卡木丹誠元看著神情恍惚的孟小魚,拿起一個酒囊遞給她:「來,喝點酒,可以暖身子。」
孟小魚將目光從火苗處收回,悠悠落到酒囊上,搖搖頭表示不喝。
「難道尚赫賊子們都如這小子般娘?都不喝酒?」有人問道。
「對了,他是不喝酒的。」卡木丹誠元說道,「昨晚在尚赫軍營,他就沒喝酒。哎,你真不喝點?喝點可以暖身子。」
孟小魚繼續搖頭。
「我們之前又不是沒見過那些尚赫賊人,他們看著雖比我們乾淨點,皮膚白點,可沒一個如這小子一般娘的。」又有人開始拿孟小魚當話題了。
「對,這小子就是特別,說起話來也娘得很。」
「哎,尚赫小子,聽說你很會講故事,講一個來給爺們聽聽?」
「對啊,你別忘了,你要說書給本小王聽的。」卡木丹誠元說道,「你現在就說,先說《睥睨天下》吧。編成故事講,這樣小王我才記得住。」
「對對對,你編成故事爺幾個才能聽得懂。」有人起鬨。
孟小魚啃完了牛肉乾,看到火堆上有一個小鍋似的東西燒著雪水,便不由分說地拿起卡木丹誠元的水囊湊過去倒熱水。

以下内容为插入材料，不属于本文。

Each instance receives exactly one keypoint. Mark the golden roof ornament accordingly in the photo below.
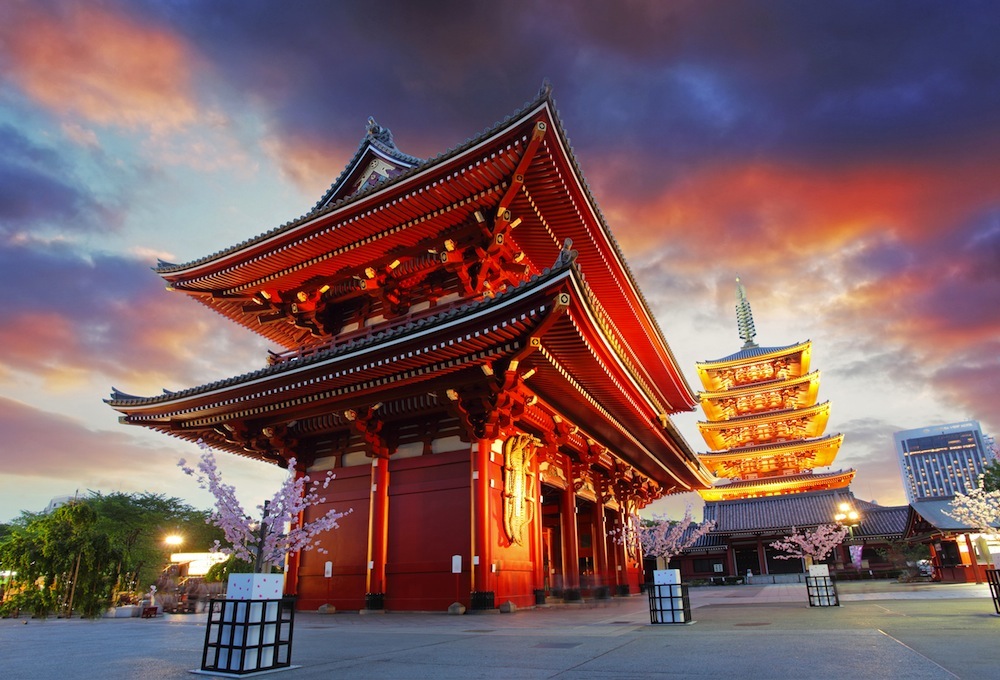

「哎哎哎!你這樣非把水全灑了不可。我來我來。你們尚赫人都笨手笨腳的。」卡木丹誠元邊說邊站起身來,從她手中搶過水囊。
有人也跟著站起來,端起小鍋幫忙倒水。
等水倒好了,水囊又遞到孟小魚手上。她試了下溫度,剛剛好,便仰起脖子咕隆咕隆地灌了半水囊的水下肚。

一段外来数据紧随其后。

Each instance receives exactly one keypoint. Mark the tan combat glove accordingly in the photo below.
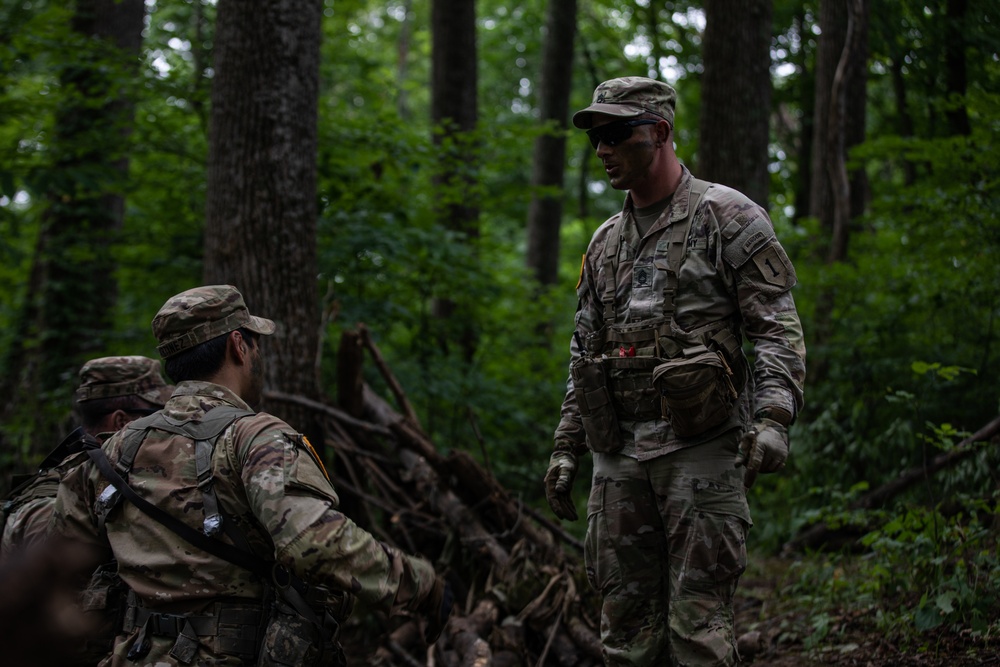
(764, 447)
(559, 482)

周圍坐著的人個個都不說話了,直盯著她,等著她喝飽水講故事。
孟小魚也不管他們,抱膝而坐,眼睛繼續盯著火堆。
「哎,講啊!」有人不耐煩地催促。
卡木丹誠元又遞給她一塊牛肉乾:「講吧。我們說好了的,你要是反悔,小王我即刻便殺了你。」
他說的是實話。昨晚聽何宇講了個辛棄疾的故事,又念了兩首詩,他就覺得這人該是有些詩書方面的才華的。故而,他跑到關牆頂時,看到追出來的孟小魚,便立刻有了擄她做老師給皇祖母交差的想法。
可這何宇若是軟硬不吃、死活不從,那帶著確實是累贅,還不如殺了省事。
「我冷,記不起來了。」孟小魚有氣無力地說道。
「尚赫就沒一個好人!」有人站起來罵,「小王爺,這臭小子使詐,讓屬下替你殺了他。」
「殺了他不是便宜他了?爺幾個帶他走了那麼遠,他居然敢使詐。我看就應該把他的衣服都扒了,把他拖在馬後面走半日,再鞭打一陣,然後把他扔雪地里餵狼。」
「別鬧了!」卡木丹誠元大聲制止了眾人的威嚇,看了看孟小魚,發現她兩頰皴裂得有些紅腫,面色也有些發紫,精神萎靡,忽然覺察到她有些不對勁。
他對著葉納或拉道:「把你的大衣給他。」
「啊?小王爺,屬下沒了大衣也會冷。」葉納或拉顯然不願意。
「你給不給?」卡木丹誠元兩眼一橫,目露戾氣。
「是。」葉納或拉老老實實脫下大衣扔給孟小魚。
「你,把帽子給他。」卡木丹誠元指著癩頭三。
「還有你,把你的皮毛領子取下來給他。」卡木丹誠元繼續下命令。
被命令的人一個個心不甘情不願地脫下身上的東西。
卡木丹誠元看了他們一眼,道:「你們就在這兒等大隊人馬過來補充了衣物再走。」
「是,屬下遵命。」三人一邊回應著一邊用可以殺死人的目光瞪著孟小魚。
有了這些東西,孟小魚立刻就覺得暖和多了,忍不住朝著他們狡黠一笑。
然後,她一邊啃著牛肉乾一邊開始講《睥睨天下》中最久遠的一個故事。
那是三千年前,一個名叫嶗林的部落首領,帶著自己的部落一步步吞併其它部落,逐漸占領如今的北翌以及尚赫和西嶺以北地區,成為有史可查的第一代帝王的故事。
這些北翌人,表面上看著都像是叛逆少年,喜歡舞刀弄棒、縱橫疆場,但聽起故事來卻也個個聚精會神。